The acquisition system, used both in the open-air test field and in the climate chamber, was composed of:

• Three calibrated type K thermocouples (accuracy of ±0.1 °C) located close to the positive connector, at the cell center, and close to the negative connector.
• A “CompactDAQ” from National Instrument, Austin, TX, USA, chassis with a thermocouple module (24 bit ADC, 16 channels) and one voltage input module (16 bit ADC, 32 channels).
• A data acquisition system designed using LabVIEW 2018.

For the open-air tests, a thermal infrared camera and a fast camera were used. The thermal infrared camera was the S60 model from Flir System, Wilsonville, OR, USA, with the following characteristics: Tmax: 1500 °C, thermal sensitivity: <0.1 °C, accuracy: ±2 °C or ±2%. The fast camerawas the MotionPro Y3S1-M model from Redlake, San Diego, CA, USA, with the following characteristics: 3000 fps with a resolution of 1280 × 1024 pixels. The fast camera was adopted to film the thermal runaway events, which, however, did never occur.
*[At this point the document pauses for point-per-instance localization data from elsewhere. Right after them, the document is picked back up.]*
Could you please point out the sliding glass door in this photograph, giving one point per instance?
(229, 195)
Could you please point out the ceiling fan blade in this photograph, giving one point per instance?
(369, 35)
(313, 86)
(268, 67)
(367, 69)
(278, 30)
For the tests in the climate chamber, the following additional set up was used:

• A case made up of a transparent extruded polycarbonate PCT160/150 tube with diameter 160/150 mm and length 205 mm, closed by polycarbonate plates with a thickness of 8 mm.
• A pressure transducer, model PTX 610-I from Druck Ltd., Leicester, UK, with the following characteristics: range 0–10 barg, output current 4–20 mA DC nom.
• A safety valve, model SS-RL3S4 from Swagelok, Solon, OH, USA with a pressure range of 0.7–15 bar.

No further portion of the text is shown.